На каникулах я устроился на приличную ставку на фабрике пластмассовых стульев в Бейсингстоке. С учетом моего прошлого фабричного опыта плюс несколько улучшившегося с того времени резюме должность мне предложили ответственную. Вставать приходилось рано, но мне нравилось чувство погони, когда я на своем «Морриссе-1100» долетал от подъезда на Трафальгар-террас до фабричных ворот всего за полчаса. В то время я большей частью крутил в машине Time and Word группы Yes (любимая композиция в этом альбоме была «Prophet» — вязкое вступление на электрооргане, потом струнные типа цитры, и вдруг ни с того ни с сего — ритмическая часть, ударные, и тут вступает зубодробительное соло бас-гитары) и «The Low Spark of High-Heeled Boys» группы Traffic, в конце которой саксофон выдает самую долгую отрыжку в истории звукозаписи. Пленка кончалась, когда я въезжал на фабричную парковку, и шелестела напоследок: ффлиииаааееерррджххх.

По средам у меня был короткий день, и как-то по пути домой я решил проехаться по магазинам и вообще посмотреть городок. Разрастающийся Бейсингсток бился, как Лаокоон, в концентрических кругах своих дорог. Пытаясь попасть в центр, я честно следовал указателям, однако, потратив пятнадцать минут на преодоление круговых развязок и выполнение требований разметки, оказался в исходной точке. Мы не оставим исканий, / И поиски кончатся там, / Где начали их; оглянемся, / Как будто здесь мы впервые[42]. Не входил ли, часом, Т. С. Элиот в Комиссию по развитию круговых дорог и уличной разметки при Городском дорожном управлении Бейсингстока?

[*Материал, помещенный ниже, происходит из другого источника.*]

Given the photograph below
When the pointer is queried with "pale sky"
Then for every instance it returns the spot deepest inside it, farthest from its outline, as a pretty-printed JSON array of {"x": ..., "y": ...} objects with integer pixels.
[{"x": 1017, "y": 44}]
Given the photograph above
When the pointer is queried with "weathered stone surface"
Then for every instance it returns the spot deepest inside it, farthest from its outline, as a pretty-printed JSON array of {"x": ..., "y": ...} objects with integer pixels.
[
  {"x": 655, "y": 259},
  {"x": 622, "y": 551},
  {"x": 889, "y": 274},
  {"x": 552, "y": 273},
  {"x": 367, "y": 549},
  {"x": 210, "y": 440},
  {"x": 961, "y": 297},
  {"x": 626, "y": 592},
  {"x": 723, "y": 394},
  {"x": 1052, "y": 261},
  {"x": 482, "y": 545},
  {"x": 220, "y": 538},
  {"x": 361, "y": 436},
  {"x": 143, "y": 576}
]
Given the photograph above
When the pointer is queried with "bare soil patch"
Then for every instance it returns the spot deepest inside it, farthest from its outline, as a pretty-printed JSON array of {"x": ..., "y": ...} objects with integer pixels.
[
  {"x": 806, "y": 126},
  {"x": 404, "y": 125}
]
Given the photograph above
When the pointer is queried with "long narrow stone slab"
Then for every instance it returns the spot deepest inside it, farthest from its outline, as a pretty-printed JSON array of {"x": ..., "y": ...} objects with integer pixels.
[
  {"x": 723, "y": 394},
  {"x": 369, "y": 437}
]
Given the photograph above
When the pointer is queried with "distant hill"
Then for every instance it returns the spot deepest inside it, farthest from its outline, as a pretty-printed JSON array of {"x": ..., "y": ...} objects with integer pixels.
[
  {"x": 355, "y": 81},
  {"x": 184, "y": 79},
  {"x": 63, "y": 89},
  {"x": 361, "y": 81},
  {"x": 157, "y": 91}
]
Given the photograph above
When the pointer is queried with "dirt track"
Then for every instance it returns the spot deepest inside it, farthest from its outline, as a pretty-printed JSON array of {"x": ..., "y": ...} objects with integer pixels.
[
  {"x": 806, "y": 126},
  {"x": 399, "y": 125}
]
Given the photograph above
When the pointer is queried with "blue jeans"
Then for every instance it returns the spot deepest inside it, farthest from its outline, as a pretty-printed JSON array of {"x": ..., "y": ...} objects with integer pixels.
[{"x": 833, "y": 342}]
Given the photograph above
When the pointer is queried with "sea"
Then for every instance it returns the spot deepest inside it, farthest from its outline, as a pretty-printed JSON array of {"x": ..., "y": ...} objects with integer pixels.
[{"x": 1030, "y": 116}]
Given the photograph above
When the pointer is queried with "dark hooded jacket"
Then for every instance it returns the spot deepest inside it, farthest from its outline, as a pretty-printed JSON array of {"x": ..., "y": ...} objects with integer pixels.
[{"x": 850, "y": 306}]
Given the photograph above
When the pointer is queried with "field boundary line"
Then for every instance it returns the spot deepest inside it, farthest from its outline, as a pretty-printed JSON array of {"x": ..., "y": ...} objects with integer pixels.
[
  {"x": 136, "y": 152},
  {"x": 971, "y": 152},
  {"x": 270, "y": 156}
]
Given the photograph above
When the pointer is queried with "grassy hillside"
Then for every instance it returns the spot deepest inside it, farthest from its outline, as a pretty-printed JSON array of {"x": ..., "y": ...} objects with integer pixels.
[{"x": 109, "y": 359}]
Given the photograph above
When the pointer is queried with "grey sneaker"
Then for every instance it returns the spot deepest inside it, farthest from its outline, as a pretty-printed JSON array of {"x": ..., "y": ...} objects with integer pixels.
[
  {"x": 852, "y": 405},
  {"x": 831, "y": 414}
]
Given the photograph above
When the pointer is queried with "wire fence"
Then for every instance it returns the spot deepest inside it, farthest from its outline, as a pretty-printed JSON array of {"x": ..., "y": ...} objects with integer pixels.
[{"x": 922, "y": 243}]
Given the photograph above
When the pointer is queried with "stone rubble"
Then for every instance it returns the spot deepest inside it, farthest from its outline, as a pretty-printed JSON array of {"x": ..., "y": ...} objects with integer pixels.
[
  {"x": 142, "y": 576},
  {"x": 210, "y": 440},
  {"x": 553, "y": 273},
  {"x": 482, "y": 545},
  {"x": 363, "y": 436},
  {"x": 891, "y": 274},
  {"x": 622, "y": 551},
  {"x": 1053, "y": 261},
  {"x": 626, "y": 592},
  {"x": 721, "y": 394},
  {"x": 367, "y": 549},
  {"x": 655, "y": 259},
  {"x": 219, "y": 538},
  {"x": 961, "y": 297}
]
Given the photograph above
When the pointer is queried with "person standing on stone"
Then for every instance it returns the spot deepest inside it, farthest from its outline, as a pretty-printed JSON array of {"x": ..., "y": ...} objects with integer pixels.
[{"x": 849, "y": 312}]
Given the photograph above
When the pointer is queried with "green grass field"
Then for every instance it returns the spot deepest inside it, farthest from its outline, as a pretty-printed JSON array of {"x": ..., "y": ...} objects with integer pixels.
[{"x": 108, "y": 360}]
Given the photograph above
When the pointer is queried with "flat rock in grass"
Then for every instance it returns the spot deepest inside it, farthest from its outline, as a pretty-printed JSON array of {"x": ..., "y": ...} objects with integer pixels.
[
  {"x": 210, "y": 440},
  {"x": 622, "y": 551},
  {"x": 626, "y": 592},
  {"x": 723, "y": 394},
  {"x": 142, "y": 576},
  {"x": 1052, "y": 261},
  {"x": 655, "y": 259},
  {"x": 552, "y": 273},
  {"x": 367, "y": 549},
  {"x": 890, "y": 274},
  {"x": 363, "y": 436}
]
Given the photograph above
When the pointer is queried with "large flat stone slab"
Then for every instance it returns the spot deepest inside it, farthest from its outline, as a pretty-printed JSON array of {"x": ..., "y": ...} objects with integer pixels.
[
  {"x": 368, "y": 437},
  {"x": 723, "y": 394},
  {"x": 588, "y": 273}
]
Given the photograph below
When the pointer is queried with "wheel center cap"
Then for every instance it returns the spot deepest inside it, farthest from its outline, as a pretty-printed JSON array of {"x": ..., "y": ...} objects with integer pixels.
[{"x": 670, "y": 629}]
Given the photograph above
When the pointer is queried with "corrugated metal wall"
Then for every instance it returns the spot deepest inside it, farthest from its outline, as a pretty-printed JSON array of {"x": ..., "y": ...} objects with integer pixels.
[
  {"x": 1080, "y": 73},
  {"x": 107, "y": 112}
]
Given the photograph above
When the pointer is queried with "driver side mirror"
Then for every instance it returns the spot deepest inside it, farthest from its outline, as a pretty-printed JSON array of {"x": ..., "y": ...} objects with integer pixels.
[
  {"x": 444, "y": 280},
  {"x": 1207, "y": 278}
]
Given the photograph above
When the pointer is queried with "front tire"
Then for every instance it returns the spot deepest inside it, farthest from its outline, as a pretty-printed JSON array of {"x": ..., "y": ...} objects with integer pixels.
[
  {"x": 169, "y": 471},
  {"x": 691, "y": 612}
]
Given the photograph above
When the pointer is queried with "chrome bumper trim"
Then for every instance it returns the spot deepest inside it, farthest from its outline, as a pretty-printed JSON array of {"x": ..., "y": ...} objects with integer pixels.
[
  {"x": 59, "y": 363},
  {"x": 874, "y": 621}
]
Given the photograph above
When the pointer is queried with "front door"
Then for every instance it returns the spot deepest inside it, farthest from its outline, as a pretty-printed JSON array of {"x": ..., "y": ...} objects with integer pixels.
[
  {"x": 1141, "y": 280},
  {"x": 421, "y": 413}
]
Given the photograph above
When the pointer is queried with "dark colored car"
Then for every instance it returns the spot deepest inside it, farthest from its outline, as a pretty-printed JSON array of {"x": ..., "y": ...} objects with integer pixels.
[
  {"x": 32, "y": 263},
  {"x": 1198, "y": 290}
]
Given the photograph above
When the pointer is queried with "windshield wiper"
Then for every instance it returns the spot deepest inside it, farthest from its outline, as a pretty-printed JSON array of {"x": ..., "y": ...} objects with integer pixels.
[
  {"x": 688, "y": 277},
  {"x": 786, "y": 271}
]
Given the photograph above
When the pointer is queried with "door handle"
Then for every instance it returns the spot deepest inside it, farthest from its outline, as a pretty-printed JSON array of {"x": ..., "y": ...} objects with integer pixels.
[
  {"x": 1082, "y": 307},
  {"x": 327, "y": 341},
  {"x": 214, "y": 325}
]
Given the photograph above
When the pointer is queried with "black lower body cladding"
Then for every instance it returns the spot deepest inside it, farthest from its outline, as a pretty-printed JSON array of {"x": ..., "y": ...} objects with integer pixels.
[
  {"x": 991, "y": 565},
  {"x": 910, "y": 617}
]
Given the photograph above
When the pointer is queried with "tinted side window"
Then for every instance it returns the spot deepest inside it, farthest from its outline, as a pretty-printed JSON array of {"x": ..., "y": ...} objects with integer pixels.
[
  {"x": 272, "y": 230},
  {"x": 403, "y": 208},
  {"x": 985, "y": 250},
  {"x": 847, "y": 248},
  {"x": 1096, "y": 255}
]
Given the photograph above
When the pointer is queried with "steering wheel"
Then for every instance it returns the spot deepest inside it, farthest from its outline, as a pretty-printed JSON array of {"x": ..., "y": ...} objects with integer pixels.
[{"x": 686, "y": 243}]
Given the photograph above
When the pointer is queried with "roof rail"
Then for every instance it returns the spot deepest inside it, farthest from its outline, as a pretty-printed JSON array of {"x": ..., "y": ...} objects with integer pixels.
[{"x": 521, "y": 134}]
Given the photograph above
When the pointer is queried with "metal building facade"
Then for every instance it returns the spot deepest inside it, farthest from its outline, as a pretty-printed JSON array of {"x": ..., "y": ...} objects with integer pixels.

Я понял, что впал в ярость. Тут, пожалуй, стоит сделать еще одно признание. Я обнаружил, что в какие-то моменты моей жизни это чувство способно оторваться от того, что его спровоцировало, и стать некой самостоятельной силой.

Подобно горю, о котором мы уже говорили, ярость иногда живет собственной жизнью. Мало того что ты себя не помнишь: может наступить момент, когда источник раздражения исчез, но уже слишком поздно.

Видимо, это важно, так что попробую объяснить.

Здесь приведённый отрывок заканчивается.